Feedback on David Bruant's Contained Node Modules


#1

David Bruant has a great writeup on an MVP for safe modules, specifically for Node.js and the CommonJS module system. He is looking for feedback and says:

I believe this writing to be complementary of Safe JavaScript Modules in the sense that i see Safe JavaScript Modules as the description of a module system that enables finest-grained POLA. Meanwhile, i see my writing more as a first step of a product development/deployment strategy in this direction.

My focus with this writing is to find a concrete lowest-cost first step to significantly increase security for Node.js apps. I think what i describe is such a result.

I hope that deploying this first work would already highten the bar for attacks to the ecosystem (maybe to the point they become impractical for a long time). I anticipate also this would also be the occasion to learn a lot about the state of current npm packages. Learning that might be useful to assess how much work would be needed to apply to good level of POLA to the current npm package ecosystem

I am looking for feedback in a couple of areas:

  • how much less work can be done to build something that still would increase security?

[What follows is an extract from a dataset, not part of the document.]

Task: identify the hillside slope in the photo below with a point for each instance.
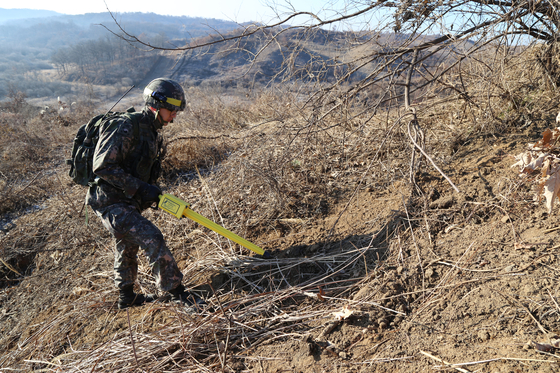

  • if what is written was widely deployed, would it be in the way of the finest-grained vision?


#2

I have concerns about the integrity of these package.json files. If the application does not have a well known integrity for all of these it could lead to fs mutation attacks like those we saw inside of event-stream. It seems like authority enforcement mechanisms need guaranteed integrity to be listed ahead of executing code for any security measure to be feasible.